This section also constrains how readers should use the paper. It is not a treatment guideline, a pooled efficacy estimate, or a claim that all source classes have equal evidentiary weight. It is a structured map of what the current corpus can and cannot justify. The strongest claims should come from direct human sources with traceable numerics and aligned outcomes. Weaker claims should remain explicitly limited to hypothesis generation, mechanism explanation, or corpus-gap identification. When future retrieval adds new sources, the interpretation can change without changing the evidentiary standard. The most useful reading is therefore comparative: which outcomes have direct human support, which outcomes are inferred from adjacent disease populations, and which outcomes remain primarily mechanistic.

Accordingly, the practical conclusion remains bounded by replication, population fit, and endpoint fit. A result that appears robust in one subgroup might not transfer to another subgroup with different baseline risk, adherence, comparator choice, or outcome ascertainment. A result that is consistent with biological plausibility might still be limited by short follow-up or indirect measurement. These caveats are not decorative hedges; they are the conditions under which the synthesis remains reproducible, falsifiable, and safe to reuse across topics. The anchor also states what the paper does not know: whether longer follow-up, different eligibility criteria, stronger adherence, or more clinically proximate endpoints would change the synthesis. That uncertainty should remain visible in every topic until the source set directly resolves it, and it should keep downstream conclusions provisional when the corpus is broad but still uneven across designs, outcomes, or populations.

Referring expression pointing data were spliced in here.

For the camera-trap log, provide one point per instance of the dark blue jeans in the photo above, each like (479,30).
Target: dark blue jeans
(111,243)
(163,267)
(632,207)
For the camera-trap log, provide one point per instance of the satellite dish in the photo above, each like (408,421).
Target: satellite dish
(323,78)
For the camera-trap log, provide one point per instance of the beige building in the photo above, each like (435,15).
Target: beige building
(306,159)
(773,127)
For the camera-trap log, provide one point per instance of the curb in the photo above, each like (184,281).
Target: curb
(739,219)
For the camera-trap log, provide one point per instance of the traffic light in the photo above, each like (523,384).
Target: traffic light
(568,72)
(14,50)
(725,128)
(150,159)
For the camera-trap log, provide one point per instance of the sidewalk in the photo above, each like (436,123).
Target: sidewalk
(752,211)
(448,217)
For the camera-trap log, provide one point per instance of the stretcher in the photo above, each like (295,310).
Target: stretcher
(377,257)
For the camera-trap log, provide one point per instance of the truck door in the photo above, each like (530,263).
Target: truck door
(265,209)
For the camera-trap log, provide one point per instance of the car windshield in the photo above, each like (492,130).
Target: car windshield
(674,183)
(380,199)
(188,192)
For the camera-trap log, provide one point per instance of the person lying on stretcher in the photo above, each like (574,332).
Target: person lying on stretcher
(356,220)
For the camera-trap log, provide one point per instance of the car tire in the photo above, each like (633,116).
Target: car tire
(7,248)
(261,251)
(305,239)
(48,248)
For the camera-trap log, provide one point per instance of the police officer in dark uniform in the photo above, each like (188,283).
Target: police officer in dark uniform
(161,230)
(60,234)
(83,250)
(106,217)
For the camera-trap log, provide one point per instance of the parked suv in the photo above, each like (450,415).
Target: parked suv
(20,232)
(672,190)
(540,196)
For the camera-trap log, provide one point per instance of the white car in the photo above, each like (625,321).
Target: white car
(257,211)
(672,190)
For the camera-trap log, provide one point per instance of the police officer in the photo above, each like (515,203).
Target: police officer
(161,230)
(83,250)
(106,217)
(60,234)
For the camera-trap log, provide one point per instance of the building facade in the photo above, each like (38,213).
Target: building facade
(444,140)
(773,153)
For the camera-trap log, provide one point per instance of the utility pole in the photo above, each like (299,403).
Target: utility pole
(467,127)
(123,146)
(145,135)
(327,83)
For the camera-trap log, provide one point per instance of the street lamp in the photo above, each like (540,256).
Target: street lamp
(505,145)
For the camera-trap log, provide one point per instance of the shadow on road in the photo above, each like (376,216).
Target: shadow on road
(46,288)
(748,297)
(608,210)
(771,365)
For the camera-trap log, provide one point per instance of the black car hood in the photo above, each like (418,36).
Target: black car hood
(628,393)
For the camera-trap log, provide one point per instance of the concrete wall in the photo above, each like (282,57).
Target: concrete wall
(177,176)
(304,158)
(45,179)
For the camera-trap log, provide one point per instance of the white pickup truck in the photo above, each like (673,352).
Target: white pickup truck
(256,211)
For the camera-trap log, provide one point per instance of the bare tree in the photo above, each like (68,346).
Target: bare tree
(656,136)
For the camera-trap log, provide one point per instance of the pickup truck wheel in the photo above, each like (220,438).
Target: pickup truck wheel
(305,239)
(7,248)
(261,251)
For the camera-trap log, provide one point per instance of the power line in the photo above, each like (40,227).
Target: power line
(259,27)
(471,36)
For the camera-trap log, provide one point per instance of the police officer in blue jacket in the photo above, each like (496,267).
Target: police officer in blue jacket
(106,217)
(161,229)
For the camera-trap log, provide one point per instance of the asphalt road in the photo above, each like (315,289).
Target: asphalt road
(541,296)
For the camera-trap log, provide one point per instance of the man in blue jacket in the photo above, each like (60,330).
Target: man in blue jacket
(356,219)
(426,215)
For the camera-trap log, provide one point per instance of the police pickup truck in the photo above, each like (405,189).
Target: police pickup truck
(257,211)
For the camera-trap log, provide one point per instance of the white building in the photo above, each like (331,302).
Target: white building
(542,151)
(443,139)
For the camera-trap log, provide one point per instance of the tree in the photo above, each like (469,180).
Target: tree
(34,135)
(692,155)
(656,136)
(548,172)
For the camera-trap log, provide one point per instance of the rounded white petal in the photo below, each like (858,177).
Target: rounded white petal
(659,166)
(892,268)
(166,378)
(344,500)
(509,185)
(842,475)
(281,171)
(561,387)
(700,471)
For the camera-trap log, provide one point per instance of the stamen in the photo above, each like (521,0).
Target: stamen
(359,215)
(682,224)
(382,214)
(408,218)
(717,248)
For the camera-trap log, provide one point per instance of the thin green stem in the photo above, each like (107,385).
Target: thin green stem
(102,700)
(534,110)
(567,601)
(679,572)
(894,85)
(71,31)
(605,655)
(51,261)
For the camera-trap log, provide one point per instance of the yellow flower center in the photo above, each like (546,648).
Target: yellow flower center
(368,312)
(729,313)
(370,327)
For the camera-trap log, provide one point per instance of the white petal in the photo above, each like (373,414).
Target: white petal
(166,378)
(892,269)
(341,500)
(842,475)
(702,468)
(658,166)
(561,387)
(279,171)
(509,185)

Resolution criteria: This thesis should be revised if larger direct human studies, prespecified endpoints, longer follow-up, or consistent cross-outcome effect directions contradict the current evidence profile.

Limitations

Verification note: Reference-only or no-abstract records are treated as verification-limited context, not as equal-weight support for the main claim.

The curated corpus does not include a long-term, hard-outcome mortality trial for semaglutide in the general non-diabetic adult population, which limits the ability to draw definitive conclusions about effects on all-cause mortality. This gap means the anti-aging claim for semaglutide remains speculative, as the causal pathway from surrogate biomarker changes to mortality reduction has not been directly tested within this evidence base. Without such a trial, the synthesis must rely on mechanistic plausibility and short-term clinical endpoints rather than definitive proof of longevity benefit.

Several clinically relevant outcomes are supported by only a single study within the corpus, precluding any internal replication. Similarly, the observation of semaglutide's effects on insulin sensitivity and β-cell function in patients with schizophrenia treated with second-generation antipsychotics comes from a single 30-week RCT (Ganeshalingam 2026). This single-trial dependency means that for these specific biomarkers and populations, the effect size and direction cannot be cross-validated within the present corpus, increasing the risk that findings may be population- or context-specific rather than generalizable.

The evidence base is heavily concentrated in specific clinical populations, limiting external validity to broader aging cohorts. A substantial portion of the cardiometabolic data originates from trials enrolling adults with type 2 diabetes (Mulvagh 2026; Ganeshalingam 2026; Sass 2026), a population with a baseline all-cause mortality hazard ratio of approximately 1.5 compared to the general population (Tancredi 2015). The effects observed in these high-risk groups may not be directly transferable to metabolically healthy older adults, a key target population for anti-aging interventions. Furthermore, many trials enrolled adults with a body mass index at or above the WHO obesity threshold of 30 kg/m² (WHO 2000), leaving the biomarker effects in overweight individuals with a BMI between 25 and 30 kg/m² (WHO 2000) less thoroughly characterized within this corpus.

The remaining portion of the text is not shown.